The Telehealth Variable
One factor sustaining elevated demand deserves specific attention. The DEA’s pandemic-era waiver, which suspended the Ryan Haight Act’s requirement for an in-person evaluation before prescribing controlled substances, has been extended through the end of 2026.
That waiver was a reasonable public health accommodation during COVID-19. Its continued extension reflects both the political difficulty of rescinding it and the genuine access benefit it provides to patients in areas with limited psychiatric or primary care capacity. But it also means that the demand-side pressure that contributed to the original shortage has not been reduced. Every month the waiver remains in effect, the prescription volume the supply chain must serve continues at post-pandemic levels.
This is not an argument for ending the waiver — the patients it serves are real, and abrupt rescission would create its own access crisis. It is an observation that the demand-side and supply-side policy levers are not being managed in coordination. The DEA extended prescription access while simultaneously constraining production. The results have been predictable.
What Would Actually Fix It
The structural diagnosis has not changed since this series began. The DEA’s quota system is backward-looking by design — it calculates allowable production from historical demand data, in a market where demand has undergone a sustained structural shift. The system cannot respond in real time because it was not built to.
Legislative discussions on reforming quota-setting have not produced major legislation as of May 2026. What has changed is that the DEA’s willingness to make significant quota adjustments — the October 2025 increase was the largest in years — suggests the agency recognizes the system is undersupplying a legitimate medical need.
But recognition and resolution are not the same thing. The manufacturer exits since January represent a structural deterioration that a quota increase alone cannot reverse. Rebuilding generic manufacturing capacity for Schedule II substances requires investment decisions by private companies operating under regulatory constraints that have not materially changed. The companies that left the market did not leave because of the quota ceiling alone — they left because the economics of producing tightly regulated, low-margin generics under production caps that can shift administratively did not pencil out.
Until that equation changes — through quota reform, liability adjustments, API supply chain investment, or some combination — the shortage is not a problem being solved. It is a condition being managed. And right now, it is not being managed well.
Sources: Amphetamine mixed salts shortage data and manufacturer status from the American Society of Health-System Pharmacists Drug Shortage database (ashp.org/drug-shortages), updated continuously. DEA aggregate production quota figures from the agency’s annual quota orders published in the Federal Register, including the October 2025 order setting d-amphetamine at 26.5 million grams.
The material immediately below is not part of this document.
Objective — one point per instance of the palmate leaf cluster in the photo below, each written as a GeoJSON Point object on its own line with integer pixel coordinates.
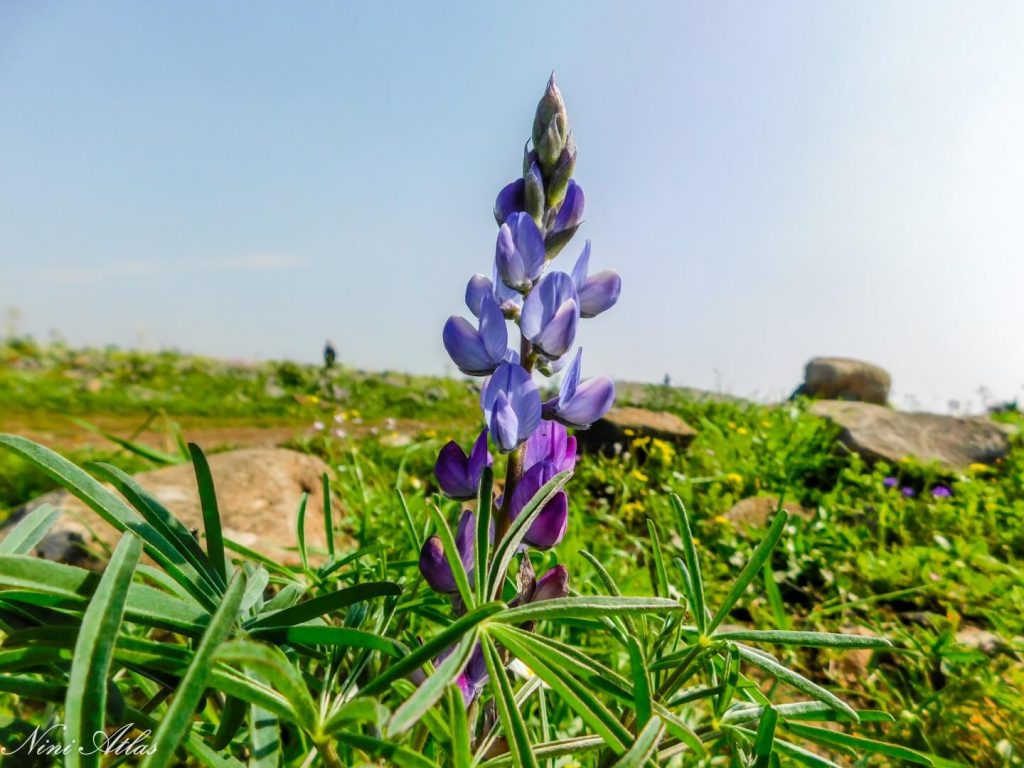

FDA drug shortage notice for amphetamine mixed salts, originally posted October 2022, status current as of May 2026 (accessdata.fda.gov). Supply recovery timeline projections drawn from reporting by pharmacy trade and health policy press citing pharmaceutical supply chain analysts. CDC health advisories on counterfeit stimulant pill circulation issued 2024–2025 (cdc.gov). DEA telehealth waiver extension through December 2026 published via agency rulemaking notice. Ryan Haight Online Pharmacy Consumer Protection Act, 21 U.S.C. § 831.